Alone in the Dark
Feuertaufe mit zwei Meinungen
Schnitt, Sound und Choreographie wirken aber seltsam aus dem Tritt und säbeln damit haarscharf am angepeilten Effekt vorbei. Schade, denn Technik und Vision stimmen voll und ganz. Hier wären noch Feinschliff und Abstimmung vonnöten gewesen, um eine Portion mehr Spannung aus dem Spiel herauszukitzeln. Die gute Nachricht: Schon ab der vierten Episode ist das Spiel weit weniger Skript-lastig, Zwischensequenzen gibt es selten oder beschränken sich auf einige hübsche Kamerafahrten. Doch ich greife vor. Was Edwards Suche nach seiner Erinnerung (schließlich löste er seinen letzten Fall Ende der zwanziger Jahre und findet sich nun - ohne gealtert zu sein - im neuen Jahrtausend wieder) zu etwas Besonderem macht, ist die Art und Weise, wie Alone in the Dark mit lange nicht allen, aber immerhin einigen Videospiel-Klischees bricht.
Ok, Sarah Flores, eine weitere Überlebende, die Edward fortan zur Seite steht, muss im Wechsel natürlich die übliche "Love interest" Schrägstrich "Damsel in Distress" geben. Und das übersichtliche Arsenal an hilfreichen Items liegt auch meistens genau dort herum, wo es gerade gebraucht wird. Andererseits ist es ist aber tatsächlich so, dass man jede Tür unter Zuhilfenahme von stumpfer Gewalt, Feuer oder Explosiva öffnen kann. Dazu nimmt man zum Beispiel einen schweren Gegenstand, wie etwa einen Feuerlöscher oder eine Axt. Diese Waffen lässt man mit dem rechten Stick analog zur Daumenbewegung langsam kreisen oder vollführt durch einen schnellen Schwenker einen Schlag in die gewählte Richtung.
Doch auch ein Stuhlbein, das Ihr mit dem Stick in eine brennende Gasleitung haltet und damit entzündet, verwandelt eine Eichentür im Handumdrehen zu Holzkohle. MacGyver-Fans öffnen unterdies ihre Lederjacke und schauen auf das schönste (wenn auch nicht unbedingt praktischste) Inventar seit Menschengedenken herab. Wer hier eine PET-Flasche voller brennbarer Flüssigkeit und sein Taschenmesser ausrüstet, kann anschließend mit dem rechten Trigger ein Loch in den Behälter stechen und diesen mit dem linken Trigger vor die Tür werfen.
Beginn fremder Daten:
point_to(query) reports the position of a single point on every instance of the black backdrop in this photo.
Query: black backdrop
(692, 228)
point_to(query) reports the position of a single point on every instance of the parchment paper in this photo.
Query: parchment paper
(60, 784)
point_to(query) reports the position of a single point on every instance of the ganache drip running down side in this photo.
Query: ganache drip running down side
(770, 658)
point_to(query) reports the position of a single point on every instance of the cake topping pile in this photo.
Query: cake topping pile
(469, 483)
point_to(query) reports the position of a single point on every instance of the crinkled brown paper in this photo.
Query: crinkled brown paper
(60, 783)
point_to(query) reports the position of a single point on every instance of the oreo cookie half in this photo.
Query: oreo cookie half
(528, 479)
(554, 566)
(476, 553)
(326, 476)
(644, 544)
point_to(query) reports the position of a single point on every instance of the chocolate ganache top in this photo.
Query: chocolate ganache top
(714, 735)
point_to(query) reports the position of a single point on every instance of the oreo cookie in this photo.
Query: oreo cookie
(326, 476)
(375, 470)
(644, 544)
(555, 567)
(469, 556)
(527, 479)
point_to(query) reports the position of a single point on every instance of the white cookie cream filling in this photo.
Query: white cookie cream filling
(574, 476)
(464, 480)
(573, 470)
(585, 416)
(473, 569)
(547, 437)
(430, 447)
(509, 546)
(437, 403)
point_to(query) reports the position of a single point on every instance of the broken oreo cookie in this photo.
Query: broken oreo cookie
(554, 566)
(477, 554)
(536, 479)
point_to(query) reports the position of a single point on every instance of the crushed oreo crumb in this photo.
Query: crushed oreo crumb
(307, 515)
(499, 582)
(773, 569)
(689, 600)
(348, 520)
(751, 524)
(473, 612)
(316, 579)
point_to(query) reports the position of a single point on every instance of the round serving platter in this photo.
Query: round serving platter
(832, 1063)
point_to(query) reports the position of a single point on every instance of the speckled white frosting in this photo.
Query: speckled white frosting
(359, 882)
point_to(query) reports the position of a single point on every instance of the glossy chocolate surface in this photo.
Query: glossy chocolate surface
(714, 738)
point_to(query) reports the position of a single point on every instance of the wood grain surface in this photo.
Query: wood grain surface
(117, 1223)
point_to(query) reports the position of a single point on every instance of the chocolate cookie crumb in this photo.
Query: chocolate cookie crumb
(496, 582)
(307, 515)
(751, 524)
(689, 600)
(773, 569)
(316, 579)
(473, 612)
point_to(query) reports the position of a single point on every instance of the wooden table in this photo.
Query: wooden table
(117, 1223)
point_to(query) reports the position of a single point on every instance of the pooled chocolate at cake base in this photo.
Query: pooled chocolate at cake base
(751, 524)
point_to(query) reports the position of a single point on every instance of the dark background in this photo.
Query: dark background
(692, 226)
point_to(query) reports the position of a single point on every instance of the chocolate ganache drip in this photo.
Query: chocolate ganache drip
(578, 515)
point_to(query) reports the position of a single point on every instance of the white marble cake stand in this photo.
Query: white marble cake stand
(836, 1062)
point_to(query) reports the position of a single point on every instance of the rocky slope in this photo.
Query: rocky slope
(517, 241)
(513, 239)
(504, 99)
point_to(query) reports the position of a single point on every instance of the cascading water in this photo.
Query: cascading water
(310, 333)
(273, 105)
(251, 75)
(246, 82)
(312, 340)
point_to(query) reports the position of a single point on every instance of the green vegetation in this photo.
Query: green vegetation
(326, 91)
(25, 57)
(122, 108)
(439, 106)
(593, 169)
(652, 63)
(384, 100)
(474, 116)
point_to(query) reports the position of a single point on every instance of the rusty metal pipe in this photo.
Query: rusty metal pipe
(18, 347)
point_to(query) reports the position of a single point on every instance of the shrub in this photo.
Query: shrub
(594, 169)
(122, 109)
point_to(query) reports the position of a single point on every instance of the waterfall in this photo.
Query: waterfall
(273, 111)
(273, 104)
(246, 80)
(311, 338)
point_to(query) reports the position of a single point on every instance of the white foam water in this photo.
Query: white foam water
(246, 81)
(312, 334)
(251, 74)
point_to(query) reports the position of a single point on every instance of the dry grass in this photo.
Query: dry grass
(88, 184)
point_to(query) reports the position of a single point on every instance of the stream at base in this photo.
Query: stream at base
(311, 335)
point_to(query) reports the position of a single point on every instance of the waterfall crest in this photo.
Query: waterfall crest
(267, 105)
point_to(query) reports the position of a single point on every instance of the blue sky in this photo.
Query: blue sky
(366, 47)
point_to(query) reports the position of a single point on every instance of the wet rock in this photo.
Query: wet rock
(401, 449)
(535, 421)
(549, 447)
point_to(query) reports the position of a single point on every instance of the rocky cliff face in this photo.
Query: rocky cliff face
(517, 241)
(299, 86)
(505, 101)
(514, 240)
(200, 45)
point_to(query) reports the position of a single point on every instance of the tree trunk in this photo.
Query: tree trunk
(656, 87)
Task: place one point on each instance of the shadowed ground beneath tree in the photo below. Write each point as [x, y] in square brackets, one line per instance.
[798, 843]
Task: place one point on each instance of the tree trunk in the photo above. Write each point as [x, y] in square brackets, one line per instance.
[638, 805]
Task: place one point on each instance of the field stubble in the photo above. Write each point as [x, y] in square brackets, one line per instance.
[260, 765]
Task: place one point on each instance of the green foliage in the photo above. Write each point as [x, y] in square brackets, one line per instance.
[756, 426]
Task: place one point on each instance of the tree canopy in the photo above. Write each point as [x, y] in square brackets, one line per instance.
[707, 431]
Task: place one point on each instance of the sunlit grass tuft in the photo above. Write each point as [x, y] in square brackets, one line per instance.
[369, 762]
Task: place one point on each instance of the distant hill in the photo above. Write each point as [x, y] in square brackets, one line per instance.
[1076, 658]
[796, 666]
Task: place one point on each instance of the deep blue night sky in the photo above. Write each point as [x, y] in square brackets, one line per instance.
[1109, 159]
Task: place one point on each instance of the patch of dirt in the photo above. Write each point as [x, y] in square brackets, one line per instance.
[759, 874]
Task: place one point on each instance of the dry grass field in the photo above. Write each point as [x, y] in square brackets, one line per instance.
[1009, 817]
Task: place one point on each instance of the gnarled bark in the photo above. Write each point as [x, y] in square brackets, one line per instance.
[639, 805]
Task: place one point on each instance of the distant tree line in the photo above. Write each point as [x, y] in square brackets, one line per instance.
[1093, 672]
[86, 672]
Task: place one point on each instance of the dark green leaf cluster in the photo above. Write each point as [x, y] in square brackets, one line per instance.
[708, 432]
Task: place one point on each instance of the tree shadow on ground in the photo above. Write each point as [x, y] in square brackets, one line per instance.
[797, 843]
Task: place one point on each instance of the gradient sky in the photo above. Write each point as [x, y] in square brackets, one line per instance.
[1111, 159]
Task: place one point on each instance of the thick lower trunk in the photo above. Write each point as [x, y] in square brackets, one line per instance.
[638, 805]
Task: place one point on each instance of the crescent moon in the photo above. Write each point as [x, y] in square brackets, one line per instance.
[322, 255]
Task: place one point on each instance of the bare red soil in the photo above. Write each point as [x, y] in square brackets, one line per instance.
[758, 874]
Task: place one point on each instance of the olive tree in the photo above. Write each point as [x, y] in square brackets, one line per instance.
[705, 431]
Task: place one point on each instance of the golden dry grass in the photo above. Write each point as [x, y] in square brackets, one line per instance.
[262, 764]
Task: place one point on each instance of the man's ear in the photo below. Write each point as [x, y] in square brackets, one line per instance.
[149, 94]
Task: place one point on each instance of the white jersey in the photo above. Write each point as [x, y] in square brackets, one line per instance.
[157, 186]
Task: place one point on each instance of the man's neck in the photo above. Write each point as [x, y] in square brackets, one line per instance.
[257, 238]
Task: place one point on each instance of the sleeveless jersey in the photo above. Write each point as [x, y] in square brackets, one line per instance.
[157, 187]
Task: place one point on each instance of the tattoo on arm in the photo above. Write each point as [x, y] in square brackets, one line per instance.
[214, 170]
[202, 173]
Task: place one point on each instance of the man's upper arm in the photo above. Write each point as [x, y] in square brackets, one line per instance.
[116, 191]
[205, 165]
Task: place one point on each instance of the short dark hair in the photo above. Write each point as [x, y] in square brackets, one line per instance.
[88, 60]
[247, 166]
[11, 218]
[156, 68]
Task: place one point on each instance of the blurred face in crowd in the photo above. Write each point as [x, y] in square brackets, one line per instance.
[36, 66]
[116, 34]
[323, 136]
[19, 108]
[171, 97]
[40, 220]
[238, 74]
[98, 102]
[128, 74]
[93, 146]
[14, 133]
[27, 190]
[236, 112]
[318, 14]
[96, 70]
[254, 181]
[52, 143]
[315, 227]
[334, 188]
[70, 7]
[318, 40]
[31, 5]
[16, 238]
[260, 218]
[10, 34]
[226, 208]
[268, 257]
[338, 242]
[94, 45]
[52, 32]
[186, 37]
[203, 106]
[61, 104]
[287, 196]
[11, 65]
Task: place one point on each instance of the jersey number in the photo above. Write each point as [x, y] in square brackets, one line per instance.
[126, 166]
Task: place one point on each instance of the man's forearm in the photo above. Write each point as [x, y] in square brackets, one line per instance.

Die Flasche zieht durch das Leck eine entzündliche Spur hinter sich her, an die Ihr aus sicherer Entfernung nur noch Euer Feuerzeug halten müsst.
Selbst komplexere Kombinationen sind möglich: Stattet die Flasche zusätzlich mit doppelseitigem Klebeband aus und Ihr hab eine praktische fernzündbare Haftbombe, die an Gegnern wie Gegenständen gleichermaßen stecken bleibt. Man könnte dem Spiel nun zur Last legen, dass, wo immer man auch hingeht, sich alles darum dreht, Feuer an bestimmte Dinge und Feinde zu legen. Oder dass manche Kombinationen in der Hitze eines Kampfes nur äußerst fummelig zu bewerkstelligen sind.
Allerdings funktioniert das Spiel mit dem Feuer einfach auf so nachvollziehbare Weise, dass man gerne zündelt. Außerdem hat man jederzeit die Möglichkeit, seine Brandsätze schon vorher zu fertigen. Oder man weicht auf Alternativen wie etwa die brennbare Munition (Benzin + Kugeln) aus. Verzweifelte missbrauchen gar ihr letztes Heilspray plus Zippo als kurzlebigen, aber effizienten Flammenwerfer.
Mit Abstrichen in der Inszenierung mag das bis hierhin noch alles nach genau dem Spiel klingen, das Eden Games uns versprochen hat. Leider fällt gleich zum Auftakt relativ schmerzhaft auf, dass die Steuerung unter einer mutierten Variante des Shen Mue-Syndroms leidet: Edward ist es in der Schulter-Ansicht nicht möglich, sich nach links oder rechts zu drehen, ohne sich gleichzeitig in diese Richtung zu bewegen. Sachtes und vorsichtiges Manövrieren in einem von Flammen, Elektrizität oder Abgründen gesäumten Korridor wird zur reinsten Lotterie. Schlimmer noch: der rechte Stick, der in den meisten anderen Games die Übersicht rettet, schwenkt hier die Kamera nur ein wenig nach links, rechts, oben und unten, anstatt sie um den Protagonisten herum kreisen zu lassen.